Another limitation in the present study is missing values on the outcome variables. In this study, although none of the variables included in the multiple logistic regression analyses had more than 10% missing values (Table 3), the final number of observations included in the analyses of the outcomes sick leave, disability and pain were reduced from a sample size of 161 to 113, 302 to 286, and 363 to 284, respectively. However, the results of the simpler multiple logistic regression analyses did not change the ORs for the association between fear avoidance beliefs about work and the outcomes disability and pain, and the OR for the outcome sick leave decreased only slightly (Additional file 4: Table S4). This might indicate that the results are relatively robust.
This study was conducted as a secondary analysis of a randomised controlled trial. Consequently, information on factors considered important for the outcomes may have been missed, i.e. catastrophizing and job satisfaction [33,34,35]. Furthermore, using data from an intervention study holds the risk of the intervention confounding the associations. However, inasmuch as the variable “group” was not significantly associated with the outcomes in any of the adjusted analyses, this aspect is not likely to be a serious risk in the present study. We did not include treatment group interactions in the model because no difference was found between groups in the original randomised controlled trial . It would have been of interest to report the number of patients that transitioned to sick leave during the 12-month follow-up. Unfortunately, data for estimating this number and performing separate analysis on how these patients fared are not available.
It is a strength in the present study that both à priori selected variables and variables with a p-value below 0.1 were included in the adjusted analyses. Including à priori variables that are known or presumed to be risk factors between fear avoidance beliefs and the outcomes of interest can increase the comparability to results from previous studies and might prevent the results from being too closely fitted to the data set . Had the multiple logistic regression analyses been conducted solely based on the variables with a p-value below 0.1, the backward stepwise elimination may have resulted in an over-optimistic model and random chance associations with the outcomes .
Clinical implications and further research
In summary, the findings of this study indicate that higher fear avoidance beliefs about work at baseline are associated with unsuccessful outcome with respect to sick leave, disability and pain in patients with CLBP after 1 year. Given the inconsistency in the existing literature, more studies are needed prior to making any firm recommendations for the use of the FABQ in clinical practice.

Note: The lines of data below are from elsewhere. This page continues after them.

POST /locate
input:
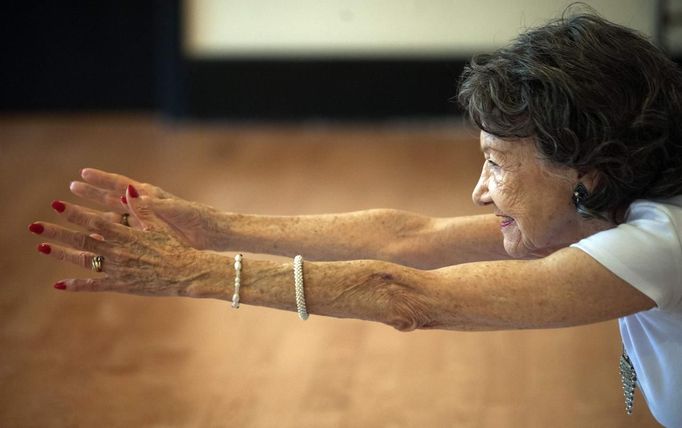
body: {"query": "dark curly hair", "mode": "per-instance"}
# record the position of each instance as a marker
(595, 96)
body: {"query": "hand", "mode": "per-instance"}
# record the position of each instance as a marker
(189, 222)
(148, 262)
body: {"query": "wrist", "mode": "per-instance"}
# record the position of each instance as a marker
(220, 229)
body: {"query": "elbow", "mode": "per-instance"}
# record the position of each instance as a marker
(406, 309)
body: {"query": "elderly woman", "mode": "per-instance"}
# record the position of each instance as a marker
(580, 133)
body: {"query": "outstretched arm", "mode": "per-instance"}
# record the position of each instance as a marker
(382, 234)
(564, 289)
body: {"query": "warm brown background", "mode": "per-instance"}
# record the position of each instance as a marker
(110, 360)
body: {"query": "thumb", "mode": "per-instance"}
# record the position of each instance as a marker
(140, 208)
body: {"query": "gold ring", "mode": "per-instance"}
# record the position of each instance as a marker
(97, 263)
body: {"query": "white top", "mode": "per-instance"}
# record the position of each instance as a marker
(646, 251)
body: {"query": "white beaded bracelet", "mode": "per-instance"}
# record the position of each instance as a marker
(237, 280)
(298, 284)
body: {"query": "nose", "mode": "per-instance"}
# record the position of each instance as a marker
(480, 195)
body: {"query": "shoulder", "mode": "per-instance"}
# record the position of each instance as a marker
(645, 251)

It is unlikely that fear avoidance beliefs are a stand-alone predictor of long-term sick leave, disability and pain in patients with CLBP. Therefore, findings on the FABQ may be included as a part of a more comprehensive composite classification in combination with other questionnaires known to be of value in a treatment oriented subgrouping of patients with CLBP, e.g. the STarT Back Screening Tool . This questionnaire has been validated as a prognostic screening method to allocate patients with mixed duration of LBP into low, medium or high risk subgroups . The use of the FABQ to provide further specific information on patients in the high risk subgroup might help clinicians to better understand the clinical course of patients with CLBP and to identify the individual predictors that need to be targeted in the treatment strategy.